DPF has a typically disingenuous exercise in which he compares the effects of Kiwi Saver to National's proposed 2005 tax cuts, and concludes that Kiwi Saver helps the rich:
For someone on $100,000 there is not much difference. National's tax cuts would give you $4,770 and Kiwi Saver $5,040.
But go to a Marketing Manager on around $130,000. Under National they get $4,770 and Labour gives them $6,240. That is around $1,500 more.
Of course, this glosses over a very important point: most of the benefit in Kiwi Saver comes not from the taxpayer, but from matching employer contributions which naturally rise with income. Rather than being a tax cut, it is instead a redistributive policy, aimed at channeling money from employers to workers. As for the government's contribution, the $20 / week cap on matching contributions makes it clear that they are firmly aiming their assistance at the 50% of New Zealanders who earn less than $25,000 a year.

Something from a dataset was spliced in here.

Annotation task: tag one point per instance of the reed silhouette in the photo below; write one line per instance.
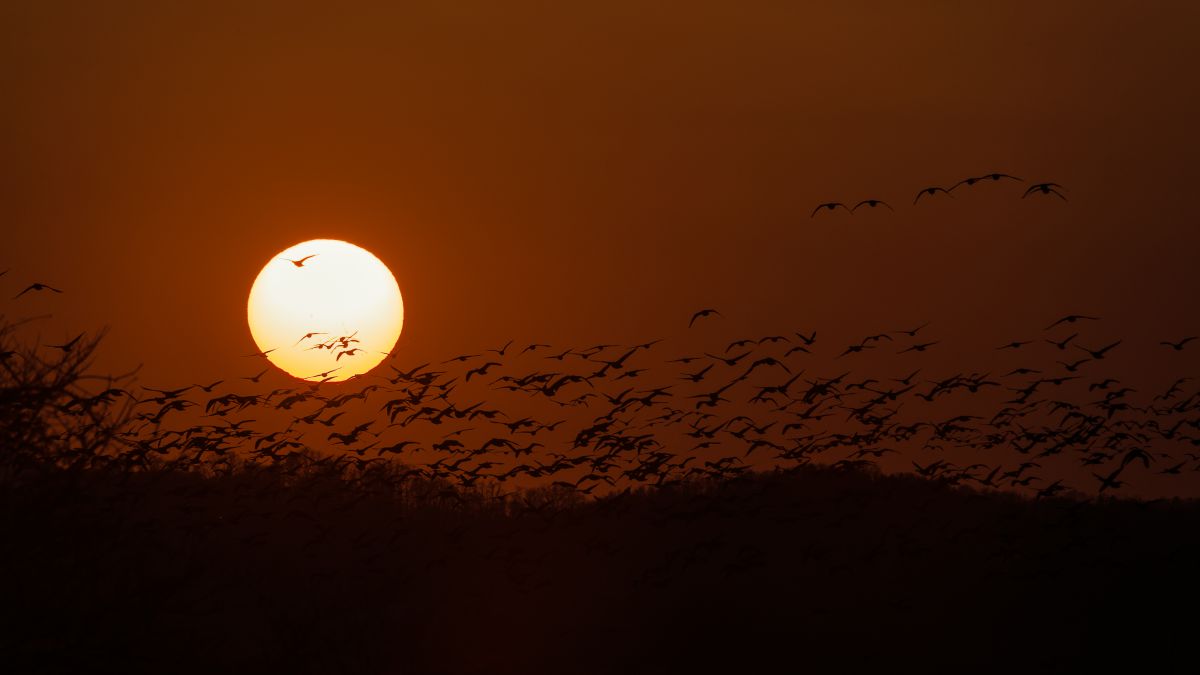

DPF does raise an interesting question though - how do the benefits compare? Here's a quick graph, whipped up from the spreadsheet Anita did on National's tax cuts back in 2005. Unlike DPF, who consistently shows no interest in the 80% of New Zealanders who earn less than $50,000 a year, and instead focuses his "who benefits" exercises on the 3.5% who earn more than $100,000 a year (otherwise known as "ACT's base"), I've shown the range of incomes from $15,000 to $150,000:
Kiwi Saver consistently delivers more to people than National's programme of tax cuts would have, and (thanks to government contributions) substantially more to those on lower incomes. And it does all of this without causing inflation, or compromising the government's ability to fund public services such as health, education, and social welfare.